Nakane Shuhei, Matsuda Zene
China-Japan Joint Laboratory of Structural Virology and Immunology, Institute of Biophysics, Chinese Academy of Sciences, Beijing, 100101, China.
Methods Mol Biol. 2015;1313:229-36. doi: 10.1007/978-1-4939-2703-6_17.
Fusion between viral and cellular membranes is the essential first step in infection of enveloped viruses. This step is mediated by viral envelope glycoproteins (Env) that recognize cellular receptors. The membrane fusion between the effector cells expressing viral Env and the target cells expressing its receptors can be monitored by several methods. We have recently developed a pair of chimeric reporter protein composed of split Renilla luciferase (RL) and split GFP. We named this reporter dual split protein (DSP), since it recovers both RL and GFP activities upon self reassociation.
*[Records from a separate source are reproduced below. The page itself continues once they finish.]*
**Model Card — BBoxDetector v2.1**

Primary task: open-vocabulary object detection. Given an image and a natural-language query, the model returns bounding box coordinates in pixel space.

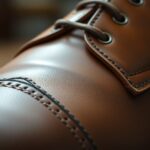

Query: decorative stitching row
[0,77,97,150]
[86,10,150,88]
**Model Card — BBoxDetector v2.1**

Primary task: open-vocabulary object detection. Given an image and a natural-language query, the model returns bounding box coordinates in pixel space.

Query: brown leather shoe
[0,0,150,150]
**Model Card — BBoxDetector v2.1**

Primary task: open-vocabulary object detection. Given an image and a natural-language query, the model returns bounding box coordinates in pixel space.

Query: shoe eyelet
[100,32,112,44]
[129,0,144,6]
[112,13,128,25]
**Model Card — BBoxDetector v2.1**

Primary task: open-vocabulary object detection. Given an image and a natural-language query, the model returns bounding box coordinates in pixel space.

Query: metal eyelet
[112,13,128,25]
[100,32,112,44]
[129,0,144,6]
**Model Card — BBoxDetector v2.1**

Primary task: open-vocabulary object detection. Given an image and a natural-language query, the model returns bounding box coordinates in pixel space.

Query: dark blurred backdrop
[0,0,80,66]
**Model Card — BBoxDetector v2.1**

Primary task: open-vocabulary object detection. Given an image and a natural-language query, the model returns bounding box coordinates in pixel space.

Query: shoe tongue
[86,0,150,94]
[17,0,150,94]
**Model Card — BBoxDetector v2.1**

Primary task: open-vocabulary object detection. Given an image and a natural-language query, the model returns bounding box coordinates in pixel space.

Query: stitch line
[86,11,150,89]
[0,77,96,150]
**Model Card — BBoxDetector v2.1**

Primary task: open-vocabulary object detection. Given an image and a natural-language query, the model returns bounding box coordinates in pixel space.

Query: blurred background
[0,0,80,67]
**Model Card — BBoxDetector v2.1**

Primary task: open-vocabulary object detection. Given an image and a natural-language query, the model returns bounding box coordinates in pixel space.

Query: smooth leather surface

By using DSP, pore formation and content mixing between the effector and target cells can be monitored upon the recovery of RL and GFP activities after the membrane fusion. This quick assay provides quantitative as well as spatial information about membrane fusion mediated by viral Env.
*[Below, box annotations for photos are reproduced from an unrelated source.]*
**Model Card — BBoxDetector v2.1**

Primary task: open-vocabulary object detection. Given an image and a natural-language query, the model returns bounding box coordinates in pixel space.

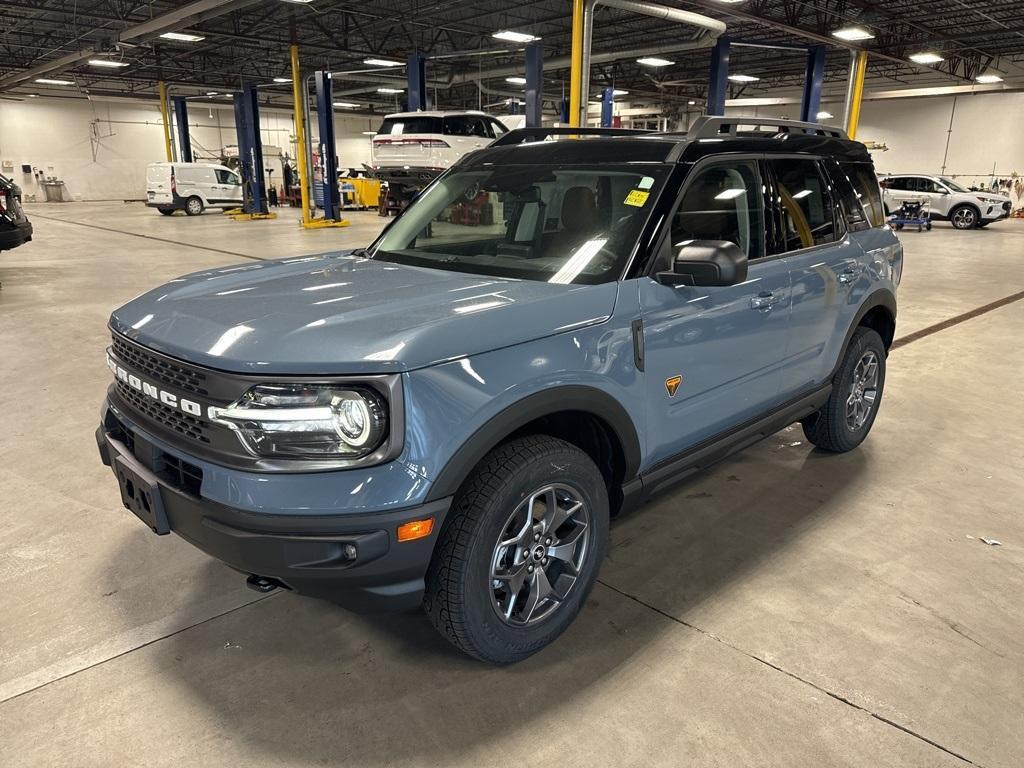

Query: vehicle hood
[111,252,617,375]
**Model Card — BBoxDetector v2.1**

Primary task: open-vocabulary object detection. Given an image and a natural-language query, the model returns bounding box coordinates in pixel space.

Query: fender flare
[828,288,896,381]
[426,385,640,502]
病毒膜与细胞膜的融合是包膜病毒感染过程中至关重要的第一步。这一步骤由识别细胞受体的病毒包膜糖蛋白(Env)介导。表达病毒Env的效应细胞与表达其受体的靶细胞之间的膜融合可以通过多种方法进行监测。我们最近开发了一对由分裂型海肾荧光素酶(RL)和分裂型绿色荧光蛋白组成的嵌合报告蛋白。我们将这种报告蛋白命名为双分裂蛋白(DSP),因为它在自我重新结合后可恢复RL和GFP的活性。通过使用DSP,在膜融合后RL和GFP活性恢复时,可以监测效应细胞和靶细胞之间的孔形成和内容物混合情况。这种快速检测方法提供了有关病毒Env介导的膜融合的定量和空间信息。